Frankreich, dessen Männer mit 38,8 Jahren für europäische Verhältnisse recht vital dastehen, führt seit dem 11. Januar Krieg in Mali. Würde man Deutschlands Mannschaft mit ihren 44,2 Jahren dazu befragen, ergäbe sich wohl tiefe Zögerlichkeit gegenüber der Teilnahme an der Schlacht. Da helfen auch Berlins Grüne nicht, die – wie schon Richtung Afghanistan, wo man jetzt laufen muss – den neuen Krieg begrüßen. Nun könnte man sich alle trockenen Zahlen schenken, wenn wenigstens die Konfliktexperten sie auf ihrem Radar hätten.

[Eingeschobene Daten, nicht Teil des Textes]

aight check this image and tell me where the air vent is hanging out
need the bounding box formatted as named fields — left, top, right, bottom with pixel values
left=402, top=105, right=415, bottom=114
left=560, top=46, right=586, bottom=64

Doch selbst CNNs oft gut informierter Faith Karimi weiß in seinem Essay „What’s behind the instability in Mali?” (14-01-13) davon nichts. Ist Frankreichs Präsidenten besser informiert?
Während François Hollande seinerzeit gegen Sarkozy einen überstürzten Abzug der Franzosen aus Afghanistan fordert und auch die Bindungen zwischen Paris und “la Françafrique” kappen will, hofft er in Mali auf das Glück der Waffen. Seine Hubschrauber und Jagdbomber töten am 13. Januar schnell und präzise über sechzig junge Rebellen. Sanda Ould Boumama als Sprecher ihrer Organisation Ansar Dine räumt das gegenüber CNN auch ein, warnt aber: „Dies ist ein heiliger Krieg. Tote sind dabei normal. Unsere Kämpfer sind bereit, für ihre Sache zu sterben”. Der Ex-Pazifist Hollande – dabei nahe an Vladimir Putins Tonfall gegen Tschetschenien - hatte zuvor verkündet, den Krieg „so lange wie erforderlich“ zu führen, um den „Terrorismus auszuradieren“.

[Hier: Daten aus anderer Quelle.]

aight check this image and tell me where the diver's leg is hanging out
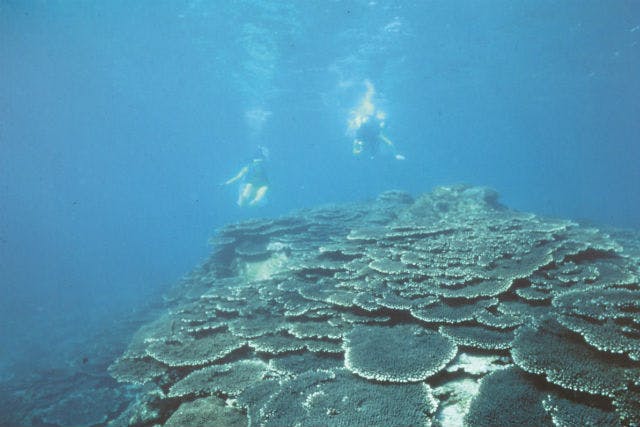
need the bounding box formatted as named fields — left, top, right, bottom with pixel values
left=250, top=186, right=269, bottom=206
left=238, top=183, right=253, bottom=206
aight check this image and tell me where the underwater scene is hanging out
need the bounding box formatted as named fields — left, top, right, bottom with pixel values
left=1, top=1, right=639, bottom=426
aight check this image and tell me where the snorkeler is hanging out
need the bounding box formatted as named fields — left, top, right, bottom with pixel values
left=348, top=80, right=405, bottom=161
left=224, top=146, right=270, bottom=207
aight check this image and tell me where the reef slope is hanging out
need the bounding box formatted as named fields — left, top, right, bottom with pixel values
left=109, top=185, right=640, bottom=426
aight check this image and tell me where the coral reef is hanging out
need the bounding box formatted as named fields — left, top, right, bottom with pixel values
left=344, top=324, right=457, bottom=383
left=109, top=185, right=640, bottom=426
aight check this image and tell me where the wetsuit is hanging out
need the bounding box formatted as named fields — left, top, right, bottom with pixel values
left=355, top=119, right=383, bottom=156
left=245, top=159, right=269, bottom=188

Wenn er damit die überzähligen jungen Männer meint, dann lässt sich sein Ziel recht genau berechnen. 1995 leben in Mali 660.000 Knaben zwischen 10 und 14 Jahren, von denen die Jüngsten heuer 28 Jahre alt werden und damit fast schon im Veteranenalter stehen. 2010 gibt es in Mali schon eine Million Knaben zwischen 10 und 14 Jahren. Von ihnen werden erst 2028 die Jüngsten 28 Jahre alt sein. Malis Fähigkeit zum Rekrutieren und zum Absorbieren von Verlusten kann mithin weitere fünfzehn Jahre nur wachsen. Das sollte im Auge behalten, wer die Sterbebereitschaft von Ansar Dine nicht unterschätzen will. Schon deren Gegenoffensive vom 14.1. mit der Einnahme von Diabaly erwischt die Hollandes Militärs auf dem linken Fuß. Im Internet zeigen Kameraden der Ansar, die Shebab Islamisten Somalias, sogar Spottbegabung, wenn sie das Halskreuzchen eines abgeschossenen französischen als Beleg für die Hilflosigkeit des Christengottes online stellen.

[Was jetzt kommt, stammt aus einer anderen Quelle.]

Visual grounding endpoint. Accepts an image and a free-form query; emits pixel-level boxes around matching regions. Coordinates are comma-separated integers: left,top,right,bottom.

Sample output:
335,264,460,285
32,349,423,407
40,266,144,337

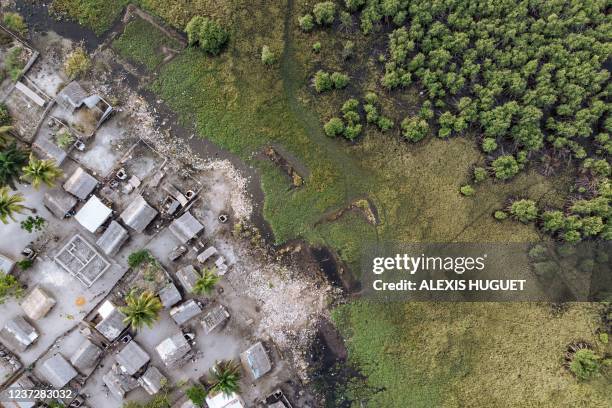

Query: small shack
94,300,127,342
116,341,150,375
240,342,272,380
75,195,112,233
176,265,200,293
38,354,78,388
120,195,158,233
158,282,182,309
0,316,38,352
43,189,77,218
139,366,167,395
201,305,230,334
155,332,191,368
96,221,129,256
57,81,88,111
169,211,204,244
21,287,56,320
103,363,139,400
170,300,202,326
63,167,98,200
70,337,102,374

„Leicht trennt nur die Jugend sich vom Leben“, weiß 1883 schon Preußens Truppenlehrer Colmar von der Goltz („Das Volk in Waffen“). Siebzehnjährige empfiehlt er für die Feuerlinie, weil Ältere schon an die Verlobte denken und nicht sterben wollen. Doch setzt ein solcher Vorschlag immer neue Wellen von Siebzehnjährigen voraus, die ihr Leben heroisch in die Schanze schlagen wollen, weil ältere Brüder die unblutigeren Positionen längst besetzt halten. Doch Goltz argumentiert damals realistisch, denn zu seiner Zeit sind die deutschen Frauen nicht weit entfernt von Malis aktueller Geburtenrate. 2013 aber ist Europa seit einem halben Jahrhundert auch deshalb in Afrika nicht mehr an der Macht, weil seine demografische Abrüstung das erzwungen hat. 1913 haben Deutschland und Frankreich zusammen mit 107 Millionen jugendlichen Menschen fast so viele Einwohner wie Afrika. 2013 aber stehen ihre alternden 145 Millionen – davon viele aus dem Schwarzen Kontinent – gegen mehr als eine Milliarde Afrikaner. Aus einem ungefährdeten 1:1 ist ein niemals durchhaltbares 1:7 geworden.